The then all but unknown Fox got cast after Zinnemann caught the actor’s small role in The Go-Between, another superlative film from the era, and one that has never even gotten a DVD release in this country. Working against contrary sentiments from distributor Universal, the director wanted an unknown because the (assassin) “Jackal” character has been hired as an outsider — he’s an Englishman, in fact! — because a Frenchman would be smack inside the channel of well-known homegrown suspects. In addition, this particular Englishman has the kind of personality that enables him to blend into the everyday woodwork, above and beyond the fact that he’s of an above-average master of disguises.

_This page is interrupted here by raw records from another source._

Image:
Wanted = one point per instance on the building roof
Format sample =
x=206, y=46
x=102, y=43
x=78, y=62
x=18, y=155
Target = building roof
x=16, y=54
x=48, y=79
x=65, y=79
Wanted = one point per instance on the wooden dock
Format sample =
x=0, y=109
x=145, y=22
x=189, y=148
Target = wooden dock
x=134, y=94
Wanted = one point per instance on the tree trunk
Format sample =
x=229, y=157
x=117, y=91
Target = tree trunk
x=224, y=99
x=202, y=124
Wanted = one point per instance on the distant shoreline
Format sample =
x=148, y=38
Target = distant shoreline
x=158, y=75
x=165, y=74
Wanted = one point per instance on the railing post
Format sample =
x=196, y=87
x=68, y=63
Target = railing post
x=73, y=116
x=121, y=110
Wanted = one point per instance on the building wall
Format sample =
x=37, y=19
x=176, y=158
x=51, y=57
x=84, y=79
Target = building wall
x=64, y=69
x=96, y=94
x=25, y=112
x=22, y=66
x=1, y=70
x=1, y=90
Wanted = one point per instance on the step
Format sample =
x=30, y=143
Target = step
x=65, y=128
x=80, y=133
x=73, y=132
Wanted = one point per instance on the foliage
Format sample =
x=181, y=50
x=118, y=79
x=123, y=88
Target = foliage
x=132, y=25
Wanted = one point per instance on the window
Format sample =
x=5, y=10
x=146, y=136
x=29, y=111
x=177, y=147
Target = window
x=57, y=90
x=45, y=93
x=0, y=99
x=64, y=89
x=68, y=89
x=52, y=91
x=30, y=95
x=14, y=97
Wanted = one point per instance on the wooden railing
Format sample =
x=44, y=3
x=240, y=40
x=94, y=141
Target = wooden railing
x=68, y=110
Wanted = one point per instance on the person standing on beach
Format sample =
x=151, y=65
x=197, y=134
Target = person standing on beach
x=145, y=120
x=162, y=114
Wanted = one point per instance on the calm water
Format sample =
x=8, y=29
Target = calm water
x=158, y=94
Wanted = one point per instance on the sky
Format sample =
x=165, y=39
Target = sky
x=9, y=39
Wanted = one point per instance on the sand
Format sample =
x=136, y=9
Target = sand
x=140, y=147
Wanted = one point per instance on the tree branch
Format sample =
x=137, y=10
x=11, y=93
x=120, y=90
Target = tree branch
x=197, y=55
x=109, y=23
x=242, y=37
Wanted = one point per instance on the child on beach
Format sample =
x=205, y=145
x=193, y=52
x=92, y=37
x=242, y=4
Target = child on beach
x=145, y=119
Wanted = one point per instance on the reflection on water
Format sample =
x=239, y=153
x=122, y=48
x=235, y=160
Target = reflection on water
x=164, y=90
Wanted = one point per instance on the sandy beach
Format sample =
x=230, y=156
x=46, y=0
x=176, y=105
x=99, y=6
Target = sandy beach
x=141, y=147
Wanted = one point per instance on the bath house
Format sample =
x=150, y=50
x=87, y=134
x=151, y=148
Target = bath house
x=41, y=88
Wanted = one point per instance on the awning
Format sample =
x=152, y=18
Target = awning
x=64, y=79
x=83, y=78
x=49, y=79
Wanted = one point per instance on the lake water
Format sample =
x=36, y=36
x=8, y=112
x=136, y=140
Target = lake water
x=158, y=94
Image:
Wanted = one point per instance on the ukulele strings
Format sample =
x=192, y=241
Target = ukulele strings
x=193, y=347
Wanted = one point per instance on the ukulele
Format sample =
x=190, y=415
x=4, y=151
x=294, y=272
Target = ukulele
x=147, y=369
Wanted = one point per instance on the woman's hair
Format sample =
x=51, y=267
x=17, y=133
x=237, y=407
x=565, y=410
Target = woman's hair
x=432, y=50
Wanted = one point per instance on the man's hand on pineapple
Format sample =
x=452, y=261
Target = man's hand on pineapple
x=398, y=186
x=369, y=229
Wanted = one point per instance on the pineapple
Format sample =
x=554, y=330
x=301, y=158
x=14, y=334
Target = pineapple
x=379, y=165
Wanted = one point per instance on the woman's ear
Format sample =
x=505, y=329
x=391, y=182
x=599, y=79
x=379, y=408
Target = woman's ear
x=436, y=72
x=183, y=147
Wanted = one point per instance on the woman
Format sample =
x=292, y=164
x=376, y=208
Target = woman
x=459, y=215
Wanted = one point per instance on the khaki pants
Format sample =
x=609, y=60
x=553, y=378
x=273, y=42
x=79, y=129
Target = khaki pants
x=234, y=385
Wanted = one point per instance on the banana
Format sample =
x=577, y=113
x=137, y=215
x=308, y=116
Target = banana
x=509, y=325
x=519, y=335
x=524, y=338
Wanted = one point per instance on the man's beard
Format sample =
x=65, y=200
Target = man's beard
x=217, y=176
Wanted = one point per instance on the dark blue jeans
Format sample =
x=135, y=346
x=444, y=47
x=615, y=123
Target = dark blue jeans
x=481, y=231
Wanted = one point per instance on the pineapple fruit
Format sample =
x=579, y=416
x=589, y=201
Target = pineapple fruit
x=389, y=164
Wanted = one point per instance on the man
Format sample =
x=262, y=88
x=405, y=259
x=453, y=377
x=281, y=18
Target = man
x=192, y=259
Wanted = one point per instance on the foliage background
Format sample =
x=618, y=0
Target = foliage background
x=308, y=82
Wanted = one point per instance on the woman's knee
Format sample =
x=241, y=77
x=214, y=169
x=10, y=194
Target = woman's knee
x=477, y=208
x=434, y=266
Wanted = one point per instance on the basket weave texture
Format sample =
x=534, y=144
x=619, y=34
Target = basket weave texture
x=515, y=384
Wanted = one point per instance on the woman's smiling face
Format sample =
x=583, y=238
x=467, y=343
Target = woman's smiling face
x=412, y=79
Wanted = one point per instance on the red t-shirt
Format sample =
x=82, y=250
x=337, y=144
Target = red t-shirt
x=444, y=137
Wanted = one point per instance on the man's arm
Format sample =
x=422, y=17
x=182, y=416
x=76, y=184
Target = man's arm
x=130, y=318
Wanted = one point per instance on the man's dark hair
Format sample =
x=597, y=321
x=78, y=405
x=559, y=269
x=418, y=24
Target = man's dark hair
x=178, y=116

Matter of fact, Fox’s Jackal seems to be something of an impromptu handyman all around: presto painter of stolen cars, assembler of rifles, a mole when it comes to improvising hiding places and so on. You almost get the sense that if he could find a good career fair (did they even have career fairs in 1962 France or anywhere else?), he could have found constructive employment. Of course, the guy is, at minimum, a sociopath (albeit one without occasional surface charm), which might cut down on his referral rating.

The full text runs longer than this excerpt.